Yields on 10-year Treasuries rebounded considerably to 0.96% from 0.76% while traditional bond indices fell. Treasury yields rose in spite of virus fears as investors try to protect against increasing risk. The 10-2 year yield spreads loosened. Treasury yields will continue to be a focus as analysts watch for signs of changing market conditions.
High-yield bonds dropped this week, but spreads still tightened from rising treasury yields. High-yield bonds are likely to remain volatile in the short to intermediate term as the Fed has adopted a more accommodative monetary stance and investors flee virus risk factors, likely driving increased volatility.
Lesson to be Learned
Beware the investment activity that produces applause; the great moves are usually greeted by yawns.”
It can be easy to become distracted from our long-term goals and chase returns when markets are volatile and uncertain. It is because of the allure of these distractions that having a plan and remaining disciplined is mission critical for long term success. Focusing on the long-run can help minimize the negative impact emotions can have on your portfolio and increase your chances for success over time.
FormulaFolios has two simple indicators we share that help you see how the economy is doing (we call this the Recession Probability Index, or RPI), as well as if the US Stock Market is strong (bull) or weak (bear).
In a nutshell, we want the RPI to be low on the scale of 1 to 100. For the US Equity Bull/Bear indicator, we want it to read least 66.67% bullish. When those two things occur, our research shows market performance is strongest and least volatile.
The Recession Probability Index (RPI) has a current reading of 25.18, forecasting further economic growth and not warning of a recession at this time.

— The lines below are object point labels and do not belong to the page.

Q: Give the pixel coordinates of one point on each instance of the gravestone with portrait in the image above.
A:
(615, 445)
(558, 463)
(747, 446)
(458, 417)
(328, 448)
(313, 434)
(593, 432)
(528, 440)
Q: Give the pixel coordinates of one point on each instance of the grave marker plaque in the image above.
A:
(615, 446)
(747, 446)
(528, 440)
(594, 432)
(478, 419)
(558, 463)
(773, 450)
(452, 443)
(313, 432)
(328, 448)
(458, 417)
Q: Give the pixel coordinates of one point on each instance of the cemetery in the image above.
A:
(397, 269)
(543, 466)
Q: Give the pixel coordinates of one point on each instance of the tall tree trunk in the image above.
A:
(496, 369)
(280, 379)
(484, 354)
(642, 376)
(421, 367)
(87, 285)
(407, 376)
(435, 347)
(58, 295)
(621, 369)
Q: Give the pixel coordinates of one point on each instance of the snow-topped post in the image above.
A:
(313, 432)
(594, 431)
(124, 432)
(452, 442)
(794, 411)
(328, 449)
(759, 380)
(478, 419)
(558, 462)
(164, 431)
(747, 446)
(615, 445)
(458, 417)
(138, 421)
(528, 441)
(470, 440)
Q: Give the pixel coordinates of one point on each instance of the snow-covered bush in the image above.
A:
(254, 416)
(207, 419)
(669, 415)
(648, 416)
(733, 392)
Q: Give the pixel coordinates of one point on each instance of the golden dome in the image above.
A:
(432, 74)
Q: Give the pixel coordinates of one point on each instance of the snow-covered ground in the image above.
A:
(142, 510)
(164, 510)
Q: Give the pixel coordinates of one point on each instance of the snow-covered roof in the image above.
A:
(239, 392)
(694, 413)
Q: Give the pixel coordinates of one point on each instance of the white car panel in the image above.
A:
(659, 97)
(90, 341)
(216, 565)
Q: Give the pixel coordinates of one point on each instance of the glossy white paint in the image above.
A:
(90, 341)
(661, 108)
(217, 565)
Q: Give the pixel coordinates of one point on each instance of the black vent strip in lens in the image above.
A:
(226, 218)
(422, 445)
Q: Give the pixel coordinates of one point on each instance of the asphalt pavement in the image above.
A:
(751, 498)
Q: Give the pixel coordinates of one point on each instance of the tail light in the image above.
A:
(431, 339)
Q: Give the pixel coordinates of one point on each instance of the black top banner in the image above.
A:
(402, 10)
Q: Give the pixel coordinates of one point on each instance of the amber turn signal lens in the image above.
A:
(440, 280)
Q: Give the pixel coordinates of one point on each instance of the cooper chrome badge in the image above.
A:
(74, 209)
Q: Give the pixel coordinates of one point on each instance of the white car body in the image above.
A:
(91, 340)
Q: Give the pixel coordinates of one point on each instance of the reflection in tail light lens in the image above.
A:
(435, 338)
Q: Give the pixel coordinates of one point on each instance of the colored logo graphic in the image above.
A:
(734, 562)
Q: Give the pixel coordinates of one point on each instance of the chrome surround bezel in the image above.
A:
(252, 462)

The Bull/Bear indicator is currently 0% bullish – 100% bearish, meaning the indicator shows there is a slightly higher than average likelihood of stock market decreases in the near term (within the next 18 months).
The Week Ahead
Global governments have begun shutting borders and restricting economic activity, likely driving increased volatility. We expect large price swings as markets continue to process developments surrounding the coronavirus. The economic calendar is light this week, with retail sales being the only high impact releases scheduled.